Рузаев хмыкнул, слез с табурета и подошел к нему, чтобы пощупать лоб.
– Нет, температуры нет. Ты давай, парень, держись. Сам знаешь, заменить тебя некому.
– Ах, черт возьми! – Кашечкин, прилегший было, снова резко вскочил и бросился к выходу из блиндажа.
– Болеть! – Тхан Донг, бывший рядом, проводил Кашечкина долгим взглядом и потом добавил:
– Много болеть.
– Сам вижу. Придется вместо него Зуан Лона сажать. Зуан Лон!
Зуан Лон оторвался от протирания пульта и подошел к Рузаеву.
– Садись! – указал Рузаев на место офицера наведения. Зуан Лон спокойно сел.
– Сумеешь?
– Стараться, – ответил Зуан Лон.
– Молодец.
Рузаев взглянул на часы. Прошло уже минут пятнадцать, а Кашечкина все не было.
– Товарищ Тхан, – забеспокоился Рузаев, – сходи, посмотри, где лейтенант Кашечкин.
Тхан выбрался наружу и очень быстро вернулся.
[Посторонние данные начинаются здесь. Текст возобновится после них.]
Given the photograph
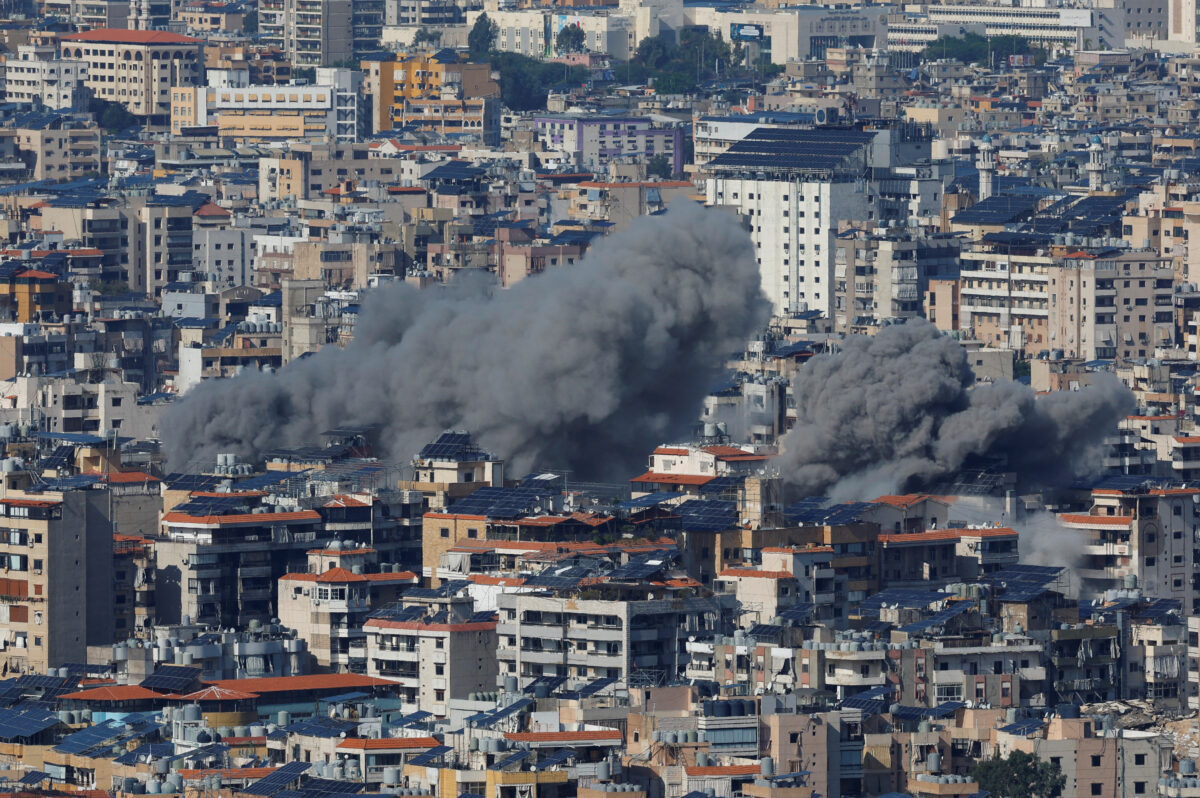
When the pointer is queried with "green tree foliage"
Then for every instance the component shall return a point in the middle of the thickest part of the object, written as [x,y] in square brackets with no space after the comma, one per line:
[659,167]
[973,48]
[481,37]
[427,36]
[677,67]
[1020,775]
[112,115]
[525,82]
[570,40]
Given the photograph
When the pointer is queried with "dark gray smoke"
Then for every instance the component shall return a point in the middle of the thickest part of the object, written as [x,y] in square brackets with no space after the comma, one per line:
[586,366]
[899,412]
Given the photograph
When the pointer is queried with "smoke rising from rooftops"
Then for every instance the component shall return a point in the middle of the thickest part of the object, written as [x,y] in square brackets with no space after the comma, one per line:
[585,367]
[900,412]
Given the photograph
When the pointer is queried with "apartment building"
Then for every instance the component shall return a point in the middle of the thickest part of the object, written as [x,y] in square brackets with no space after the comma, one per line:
[1144,535]
[1003,292]
[436,657]
[136,67]
[37,72]
[317,33]
[329,604]
[58,147]
[262,113]
[58,582]
[885,273]
[532,31]
[1111,305]
[309,169]
[594,141]
[591,639]
[90,15]
[425,76]
[451,117]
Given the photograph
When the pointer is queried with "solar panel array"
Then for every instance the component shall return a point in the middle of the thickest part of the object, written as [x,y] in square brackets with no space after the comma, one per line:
[1023,727]
[499,502]
[816,511]
[192,481]
[489,720]
[910,598]
[431,756]
[279,780]
[637,570]
[25,723]
[173,678]
[939,618]
[556,757]
[413,719]
[521,755]
[550,683]
[798,612]
[330,787]
[456,447]
[229,504]
[707,515]
[1025,582]
[324,727]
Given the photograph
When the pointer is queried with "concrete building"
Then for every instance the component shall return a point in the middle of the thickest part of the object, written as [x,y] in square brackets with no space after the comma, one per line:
[436,657]
[36,72]
[331,107]
[591,639]
[1111,305]
[58,582]
[136,67]
[594,141]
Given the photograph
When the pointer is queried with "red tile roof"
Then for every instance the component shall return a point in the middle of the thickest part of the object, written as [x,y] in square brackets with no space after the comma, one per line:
[121,36]
[1097,520]
[298,683]
[211,209]
[245,517]
[751,574]
[388,743]
[130,477]
[725,771]
[117,693]
[214,693]
[593,736]
[672,479]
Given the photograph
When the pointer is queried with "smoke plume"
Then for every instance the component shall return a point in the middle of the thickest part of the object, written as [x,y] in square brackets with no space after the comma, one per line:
[583,367]
[900,412]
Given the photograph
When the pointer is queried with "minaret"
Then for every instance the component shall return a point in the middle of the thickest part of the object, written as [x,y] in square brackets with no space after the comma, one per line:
[987,166]
[1095,165]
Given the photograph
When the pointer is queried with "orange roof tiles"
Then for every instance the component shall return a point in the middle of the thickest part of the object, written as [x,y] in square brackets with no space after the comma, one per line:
[298,683]
[673,479]
[751,574]
[240,774]
[214,693]
[121,36]
[117,693]
[131,477]
[592,736]
[388,743]
[725,771]
[1097,520]
[245,517]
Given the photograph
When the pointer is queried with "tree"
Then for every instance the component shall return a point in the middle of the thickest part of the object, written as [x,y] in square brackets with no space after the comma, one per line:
[111,115]
[659,166]
[427,36]
[570,40]
[1020,775]
[481,37]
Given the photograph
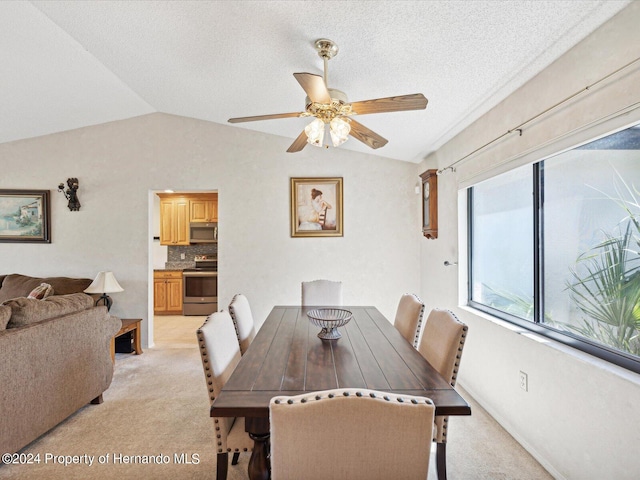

– Там… – не находя слов, он изобразил сложную пантомиму.
– Тен жа… То есть… Тюен зи сай жа13
? – по-вьетнамски переспросил Рузаев.Тхан разразился потоком вьетнамских слов, из которых Рузаев ничего не понял, но все сидевшие в кабине тут же оглянулись на него. Поняв, что произошло что-то серьезное, Рузаев приказал следить за воздухом и сам полез наружу.
Кашечкин лежал тут же, на земле. Глаза его были закрыты, колени подтянуты к животу. Он был без сознания.
Кашечкин как сквозь сон воспринимал дорогу. Живот болел нестерпимо, голова кружилась, сидеть было невозможно. Лежать тоже. Во рту пересохло. Хотелось пить, и он жадно хлебал из какой-то фляги, но вода тут же, не задерживаясь в организме, выходила таким путем, что и сказать стыдно.